Style Guide

“Good coding style is like using correct punctuation. You can manage without it, but it sure makes things easier to read.” - Hadley Wickham

As a medium of communication, its important to realize that the readability of code does in fact make a difference. Well styled code has many benefits to include making it easy to i) read, ii) extend, and iii) debug. Unfortunately, R does not come with official guidelines for code styling but such is an inconvenient truth of most open source software. However, this should not lead you to believe there is no style to be followed and over time implicit guidelines for proper code styling have been documented. What follows are guidelines that have been widely accepted as good practice in the R community and are based on Google’s and Hadley Wickham’s R style guides.


Notation and naming

File names should be meaningful and end with a .R extension.

# Good
weather-analysis.R
emerson-text-analysis.R

# Bad
basic-stuff.r
detail.r

If files need to be run in sequence, prefix them with numbers:

0-download.R
1-preprocessing.R
2-explore.R
3-fit-model.R

In R, naming conventions for variables and function are famously muddled. They include the following:

namingconvention        # all lower case; no separator
naming.convention       # period separator
naming_convention       # underscore separator
namingConvention        # lower camel case
NamingConvention        # upper camel case

Historically, there has been no clearly preferred approach with multiple naming styles sometimes used within a single package. Bottom line, your naming convention will be driven by your preference but the ultimate goal should be consistency.

My personal preference is to use all lowercase with an underscore (_) to separate words within a name. This follows Hadley Wickham’s suggestions in his style guide.

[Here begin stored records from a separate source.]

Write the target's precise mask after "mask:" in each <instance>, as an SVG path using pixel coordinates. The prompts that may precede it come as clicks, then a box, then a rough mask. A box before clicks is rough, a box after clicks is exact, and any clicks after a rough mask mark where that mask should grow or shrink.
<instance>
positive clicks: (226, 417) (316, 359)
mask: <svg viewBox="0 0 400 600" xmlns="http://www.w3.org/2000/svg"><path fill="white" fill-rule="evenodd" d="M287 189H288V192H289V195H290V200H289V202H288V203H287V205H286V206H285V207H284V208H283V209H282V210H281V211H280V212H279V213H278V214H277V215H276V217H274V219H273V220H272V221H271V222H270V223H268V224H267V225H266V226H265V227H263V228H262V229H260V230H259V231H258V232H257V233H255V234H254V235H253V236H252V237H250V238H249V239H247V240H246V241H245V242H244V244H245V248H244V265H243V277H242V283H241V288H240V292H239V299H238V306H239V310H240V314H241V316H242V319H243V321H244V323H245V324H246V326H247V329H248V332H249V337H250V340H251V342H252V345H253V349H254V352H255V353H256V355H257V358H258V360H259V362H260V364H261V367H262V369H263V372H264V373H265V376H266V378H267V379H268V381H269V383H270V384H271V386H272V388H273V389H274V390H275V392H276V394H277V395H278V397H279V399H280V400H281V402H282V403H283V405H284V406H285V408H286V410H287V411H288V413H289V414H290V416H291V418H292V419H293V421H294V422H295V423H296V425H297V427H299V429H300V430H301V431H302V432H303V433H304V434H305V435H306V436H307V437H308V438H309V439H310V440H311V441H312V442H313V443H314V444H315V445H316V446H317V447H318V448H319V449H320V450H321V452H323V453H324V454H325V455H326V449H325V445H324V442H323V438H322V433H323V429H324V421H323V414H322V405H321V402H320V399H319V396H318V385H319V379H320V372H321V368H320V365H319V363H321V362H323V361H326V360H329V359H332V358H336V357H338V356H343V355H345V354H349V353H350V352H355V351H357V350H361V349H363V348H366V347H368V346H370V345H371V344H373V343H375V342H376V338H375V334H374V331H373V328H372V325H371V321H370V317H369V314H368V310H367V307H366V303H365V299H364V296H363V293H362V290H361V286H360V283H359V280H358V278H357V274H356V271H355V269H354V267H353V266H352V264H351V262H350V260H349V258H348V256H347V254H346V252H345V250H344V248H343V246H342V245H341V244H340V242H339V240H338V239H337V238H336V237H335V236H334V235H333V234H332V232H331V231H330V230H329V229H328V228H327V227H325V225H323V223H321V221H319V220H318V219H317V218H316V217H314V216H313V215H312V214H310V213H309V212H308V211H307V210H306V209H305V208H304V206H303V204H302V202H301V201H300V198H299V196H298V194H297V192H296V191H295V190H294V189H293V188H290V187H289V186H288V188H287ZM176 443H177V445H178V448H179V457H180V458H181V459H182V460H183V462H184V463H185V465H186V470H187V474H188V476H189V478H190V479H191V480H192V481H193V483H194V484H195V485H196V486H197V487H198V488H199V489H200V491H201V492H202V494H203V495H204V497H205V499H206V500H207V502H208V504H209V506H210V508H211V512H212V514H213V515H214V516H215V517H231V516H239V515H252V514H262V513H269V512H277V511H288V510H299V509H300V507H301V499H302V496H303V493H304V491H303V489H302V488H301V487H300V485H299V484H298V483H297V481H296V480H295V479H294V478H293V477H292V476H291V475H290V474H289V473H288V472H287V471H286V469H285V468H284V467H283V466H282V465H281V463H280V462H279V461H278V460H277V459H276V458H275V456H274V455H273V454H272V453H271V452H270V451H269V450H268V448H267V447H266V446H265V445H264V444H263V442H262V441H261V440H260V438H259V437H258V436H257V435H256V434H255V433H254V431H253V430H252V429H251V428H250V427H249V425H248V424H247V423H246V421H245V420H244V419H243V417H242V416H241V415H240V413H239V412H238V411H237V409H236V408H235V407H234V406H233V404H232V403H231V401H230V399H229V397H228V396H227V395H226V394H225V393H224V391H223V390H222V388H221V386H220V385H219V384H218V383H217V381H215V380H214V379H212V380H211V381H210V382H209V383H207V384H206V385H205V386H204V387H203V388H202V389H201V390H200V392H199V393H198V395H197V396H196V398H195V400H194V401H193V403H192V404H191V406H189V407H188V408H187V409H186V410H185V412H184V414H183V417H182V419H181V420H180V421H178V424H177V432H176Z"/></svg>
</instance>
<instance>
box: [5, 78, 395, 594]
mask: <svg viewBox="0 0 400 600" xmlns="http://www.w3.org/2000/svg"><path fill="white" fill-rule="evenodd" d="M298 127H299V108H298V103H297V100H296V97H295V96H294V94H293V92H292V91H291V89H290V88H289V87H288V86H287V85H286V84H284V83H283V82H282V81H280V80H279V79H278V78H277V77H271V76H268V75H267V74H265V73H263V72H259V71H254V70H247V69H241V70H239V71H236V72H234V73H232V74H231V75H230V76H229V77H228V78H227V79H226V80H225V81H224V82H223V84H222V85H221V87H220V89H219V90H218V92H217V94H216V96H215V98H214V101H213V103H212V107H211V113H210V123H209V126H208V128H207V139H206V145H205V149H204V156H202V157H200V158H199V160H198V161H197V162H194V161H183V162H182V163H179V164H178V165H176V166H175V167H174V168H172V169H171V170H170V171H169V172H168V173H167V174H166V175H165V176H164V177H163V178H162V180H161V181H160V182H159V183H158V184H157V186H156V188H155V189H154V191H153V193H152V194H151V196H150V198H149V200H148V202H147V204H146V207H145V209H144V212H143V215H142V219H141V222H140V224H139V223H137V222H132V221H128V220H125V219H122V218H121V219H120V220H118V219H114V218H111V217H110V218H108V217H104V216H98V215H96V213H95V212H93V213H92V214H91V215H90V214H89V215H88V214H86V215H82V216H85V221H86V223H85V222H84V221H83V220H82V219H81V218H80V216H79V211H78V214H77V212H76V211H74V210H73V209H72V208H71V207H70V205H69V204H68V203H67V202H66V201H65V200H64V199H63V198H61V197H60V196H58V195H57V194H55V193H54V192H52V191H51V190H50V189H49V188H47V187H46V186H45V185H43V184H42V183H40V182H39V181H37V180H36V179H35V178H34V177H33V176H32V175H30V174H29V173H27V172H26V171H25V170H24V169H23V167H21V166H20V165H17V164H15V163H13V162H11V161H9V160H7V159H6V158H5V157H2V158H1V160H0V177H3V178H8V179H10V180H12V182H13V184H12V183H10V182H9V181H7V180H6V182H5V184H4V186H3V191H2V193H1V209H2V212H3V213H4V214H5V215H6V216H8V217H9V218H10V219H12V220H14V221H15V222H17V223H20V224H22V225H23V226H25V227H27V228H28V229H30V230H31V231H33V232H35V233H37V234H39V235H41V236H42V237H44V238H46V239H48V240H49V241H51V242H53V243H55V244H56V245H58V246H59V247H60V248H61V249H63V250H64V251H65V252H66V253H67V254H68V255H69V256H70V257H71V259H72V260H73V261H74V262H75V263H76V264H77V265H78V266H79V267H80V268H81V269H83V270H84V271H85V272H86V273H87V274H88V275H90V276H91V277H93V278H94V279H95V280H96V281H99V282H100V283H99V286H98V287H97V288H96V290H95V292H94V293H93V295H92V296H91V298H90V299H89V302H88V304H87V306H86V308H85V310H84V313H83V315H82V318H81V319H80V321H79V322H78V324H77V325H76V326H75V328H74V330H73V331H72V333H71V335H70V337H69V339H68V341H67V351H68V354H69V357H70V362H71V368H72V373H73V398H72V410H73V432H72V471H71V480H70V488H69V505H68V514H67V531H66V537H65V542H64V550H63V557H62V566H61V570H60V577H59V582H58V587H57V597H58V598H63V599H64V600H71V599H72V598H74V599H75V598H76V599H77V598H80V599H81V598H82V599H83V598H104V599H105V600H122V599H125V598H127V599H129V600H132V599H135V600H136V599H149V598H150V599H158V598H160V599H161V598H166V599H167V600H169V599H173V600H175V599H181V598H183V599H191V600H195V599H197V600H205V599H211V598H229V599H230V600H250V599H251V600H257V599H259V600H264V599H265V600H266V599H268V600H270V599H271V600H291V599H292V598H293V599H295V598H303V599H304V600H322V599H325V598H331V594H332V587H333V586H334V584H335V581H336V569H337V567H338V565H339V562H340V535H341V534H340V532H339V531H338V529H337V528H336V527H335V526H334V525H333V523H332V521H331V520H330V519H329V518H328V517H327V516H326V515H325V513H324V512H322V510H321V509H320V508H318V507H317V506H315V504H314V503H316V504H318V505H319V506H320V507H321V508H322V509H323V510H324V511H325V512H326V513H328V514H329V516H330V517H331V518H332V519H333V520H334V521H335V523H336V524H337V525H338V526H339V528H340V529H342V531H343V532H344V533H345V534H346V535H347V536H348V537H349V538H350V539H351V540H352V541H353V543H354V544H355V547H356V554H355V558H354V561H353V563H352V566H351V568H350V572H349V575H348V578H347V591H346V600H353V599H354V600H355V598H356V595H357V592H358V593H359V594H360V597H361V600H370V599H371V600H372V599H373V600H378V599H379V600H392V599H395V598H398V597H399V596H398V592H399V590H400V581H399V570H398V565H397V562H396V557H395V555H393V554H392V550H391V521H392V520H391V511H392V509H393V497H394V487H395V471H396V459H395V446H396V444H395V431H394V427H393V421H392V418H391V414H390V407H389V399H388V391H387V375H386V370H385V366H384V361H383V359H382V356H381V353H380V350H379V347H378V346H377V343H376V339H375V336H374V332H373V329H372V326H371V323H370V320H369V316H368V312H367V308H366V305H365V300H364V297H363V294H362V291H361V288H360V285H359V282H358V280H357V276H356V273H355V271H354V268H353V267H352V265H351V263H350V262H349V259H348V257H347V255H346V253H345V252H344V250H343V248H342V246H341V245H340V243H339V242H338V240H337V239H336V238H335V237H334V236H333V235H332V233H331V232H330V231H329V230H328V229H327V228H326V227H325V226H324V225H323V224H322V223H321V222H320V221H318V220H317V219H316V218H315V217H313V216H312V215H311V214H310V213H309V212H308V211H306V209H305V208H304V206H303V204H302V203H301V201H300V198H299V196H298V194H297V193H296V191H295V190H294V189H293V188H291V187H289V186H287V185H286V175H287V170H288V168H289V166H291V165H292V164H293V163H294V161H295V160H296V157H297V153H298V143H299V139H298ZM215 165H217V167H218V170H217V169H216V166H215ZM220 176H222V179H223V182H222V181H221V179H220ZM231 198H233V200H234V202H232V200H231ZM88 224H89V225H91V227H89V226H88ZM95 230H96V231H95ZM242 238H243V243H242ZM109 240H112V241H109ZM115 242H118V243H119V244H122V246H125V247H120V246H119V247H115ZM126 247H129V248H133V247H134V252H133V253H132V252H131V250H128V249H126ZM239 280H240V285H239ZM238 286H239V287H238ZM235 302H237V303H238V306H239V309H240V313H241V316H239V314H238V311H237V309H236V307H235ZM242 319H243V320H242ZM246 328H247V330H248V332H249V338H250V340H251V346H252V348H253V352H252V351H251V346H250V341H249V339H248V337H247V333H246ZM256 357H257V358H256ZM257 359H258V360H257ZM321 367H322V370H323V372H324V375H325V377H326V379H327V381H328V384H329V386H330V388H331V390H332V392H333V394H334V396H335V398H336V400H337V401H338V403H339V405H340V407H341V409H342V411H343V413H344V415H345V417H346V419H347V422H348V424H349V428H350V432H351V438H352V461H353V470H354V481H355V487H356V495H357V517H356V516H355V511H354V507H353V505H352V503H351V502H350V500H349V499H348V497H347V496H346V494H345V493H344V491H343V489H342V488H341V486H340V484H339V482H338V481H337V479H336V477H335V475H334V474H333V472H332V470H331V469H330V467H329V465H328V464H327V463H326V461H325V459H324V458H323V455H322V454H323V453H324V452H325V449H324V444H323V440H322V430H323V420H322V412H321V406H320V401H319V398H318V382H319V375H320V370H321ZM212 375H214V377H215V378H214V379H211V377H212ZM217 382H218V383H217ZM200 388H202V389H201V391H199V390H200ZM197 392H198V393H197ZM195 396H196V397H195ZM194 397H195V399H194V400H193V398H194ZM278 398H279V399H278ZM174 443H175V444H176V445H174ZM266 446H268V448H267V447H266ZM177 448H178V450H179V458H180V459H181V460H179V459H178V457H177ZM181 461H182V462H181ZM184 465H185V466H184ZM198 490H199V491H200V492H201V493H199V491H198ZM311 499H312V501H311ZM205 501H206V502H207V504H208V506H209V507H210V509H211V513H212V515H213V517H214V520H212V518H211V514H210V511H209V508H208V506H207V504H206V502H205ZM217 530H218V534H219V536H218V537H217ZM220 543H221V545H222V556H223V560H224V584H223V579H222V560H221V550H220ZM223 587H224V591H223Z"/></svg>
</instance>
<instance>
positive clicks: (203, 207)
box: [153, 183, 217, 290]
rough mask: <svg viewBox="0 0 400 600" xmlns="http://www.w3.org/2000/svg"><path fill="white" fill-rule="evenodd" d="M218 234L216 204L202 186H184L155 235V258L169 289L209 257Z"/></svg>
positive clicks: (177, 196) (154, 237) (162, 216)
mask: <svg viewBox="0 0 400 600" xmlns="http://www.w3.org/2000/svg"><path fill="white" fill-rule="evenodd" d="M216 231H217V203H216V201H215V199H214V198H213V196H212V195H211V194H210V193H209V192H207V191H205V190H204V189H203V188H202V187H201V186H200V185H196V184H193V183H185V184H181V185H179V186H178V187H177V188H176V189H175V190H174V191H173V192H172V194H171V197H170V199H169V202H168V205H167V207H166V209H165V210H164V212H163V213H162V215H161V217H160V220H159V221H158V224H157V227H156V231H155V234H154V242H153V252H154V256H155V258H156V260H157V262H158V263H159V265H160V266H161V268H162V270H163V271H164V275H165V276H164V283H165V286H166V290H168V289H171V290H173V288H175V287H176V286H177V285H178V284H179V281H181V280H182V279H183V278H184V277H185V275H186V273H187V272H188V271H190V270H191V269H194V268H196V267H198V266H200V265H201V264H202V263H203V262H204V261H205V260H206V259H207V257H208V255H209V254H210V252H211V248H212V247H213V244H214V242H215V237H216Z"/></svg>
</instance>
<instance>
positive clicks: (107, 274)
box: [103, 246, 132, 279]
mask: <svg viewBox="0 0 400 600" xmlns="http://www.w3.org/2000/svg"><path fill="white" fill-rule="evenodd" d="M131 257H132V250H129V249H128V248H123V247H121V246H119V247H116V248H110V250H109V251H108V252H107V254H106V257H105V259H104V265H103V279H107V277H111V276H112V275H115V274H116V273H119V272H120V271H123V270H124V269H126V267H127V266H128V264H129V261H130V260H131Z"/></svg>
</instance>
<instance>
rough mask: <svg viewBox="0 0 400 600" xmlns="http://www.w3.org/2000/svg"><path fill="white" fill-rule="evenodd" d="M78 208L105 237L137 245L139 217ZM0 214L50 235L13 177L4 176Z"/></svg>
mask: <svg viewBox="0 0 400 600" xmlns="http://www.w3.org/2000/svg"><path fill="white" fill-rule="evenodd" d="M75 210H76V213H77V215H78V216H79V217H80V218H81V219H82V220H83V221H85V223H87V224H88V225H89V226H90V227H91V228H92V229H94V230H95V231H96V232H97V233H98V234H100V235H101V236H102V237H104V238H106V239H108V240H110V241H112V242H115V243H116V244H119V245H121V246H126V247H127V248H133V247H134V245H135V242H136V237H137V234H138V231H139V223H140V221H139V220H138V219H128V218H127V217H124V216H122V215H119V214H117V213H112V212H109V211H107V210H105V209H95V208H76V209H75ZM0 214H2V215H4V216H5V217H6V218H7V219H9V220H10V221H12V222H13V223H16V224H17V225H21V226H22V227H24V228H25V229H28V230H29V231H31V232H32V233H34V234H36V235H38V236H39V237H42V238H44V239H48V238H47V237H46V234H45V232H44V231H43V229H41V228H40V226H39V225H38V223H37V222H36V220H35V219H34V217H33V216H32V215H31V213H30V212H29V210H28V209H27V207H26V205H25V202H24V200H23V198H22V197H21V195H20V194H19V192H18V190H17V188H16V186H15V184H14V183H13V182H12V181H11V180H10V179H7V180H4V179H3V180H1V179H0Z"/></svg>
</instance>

Furthermore, variable names should be nouns and function names should be verbs to help distinguish their purpose. Also, refrain from using existing names of functions (i.e. mean, sum, true).


Organization

Organization of your code is also important. There’s nothing like trying to decipher 2,000 lines of code that has no organization. The easiest way to achieve organization is to comment your code. The general commenting scheme I use is the following.

I break up principal sections of my code that have a common purpose with:

#################
# Download Data #
#################
lines of code here

###################
# Preprocess Data #
###################
lines of code here

########################
# Exploratory Analysis #
########################
lines of code here

Then comments for specific lines of code can be done as follows:

code_1  # short comments can be placed to the right of code 
code_2  # blah
code_3  # blah

# or comments can be placed above a line of code
code_4

# Or extremely long lines of commentary that go beyond the suggested 80 
# characters per line can be broken up into multiple lines. Just don't forget
# to use the hash on each.
code_5


Syntax

The maximum number of characters on a single line of code should be 80 or less. If you are using RStudio you can have a margin displayed so you know when you need to break to a new line.1 This allows your code to be printed on a normal 8.5 x 11 page with a reasonably sized font. Also, when indenting your code use two spaces rather than using tabs. The only exception is if a line break occurs inside parentheses. In this case align the wrapped line with the first character inside the parenthesis:

super_long_name <- seq(ymd_hm("2015-1-1 0:00"), 
                       ymd_hm("2015-1-1 12:00"), 
                       by = "hour")

Proper spacing within your code also helps with readability. The following pulls straight from Hadley Wickham’s suggestions. Place spaces around all infix operators (=, +, -, <-, etc.). The same rule applies when using = in function calls. Always put a space after a comma, and never before.

# Good
average <- mean(feet / 12 + inches, na.rm = TRUE)

# Bad
average<-mean(feet/12+inches,na.rm=TRUE)

There’s a small exception to this rule: :, :: and ::: don’t need spaces around them.

# Good
x <- 1:10
base::get

# Bad
x <- 1 : 10
base :: get

It is important to think about style when communicating any form of language. Writing code is no exception and is especially important if your code will be read by others. Following these basic style guides will get you on the right track for writing code that can be easily communicated to others.

  1. Go to RStudio on the menu bar then Preferences > Code > Display and you can select the “show margin” option and set the margin to 80.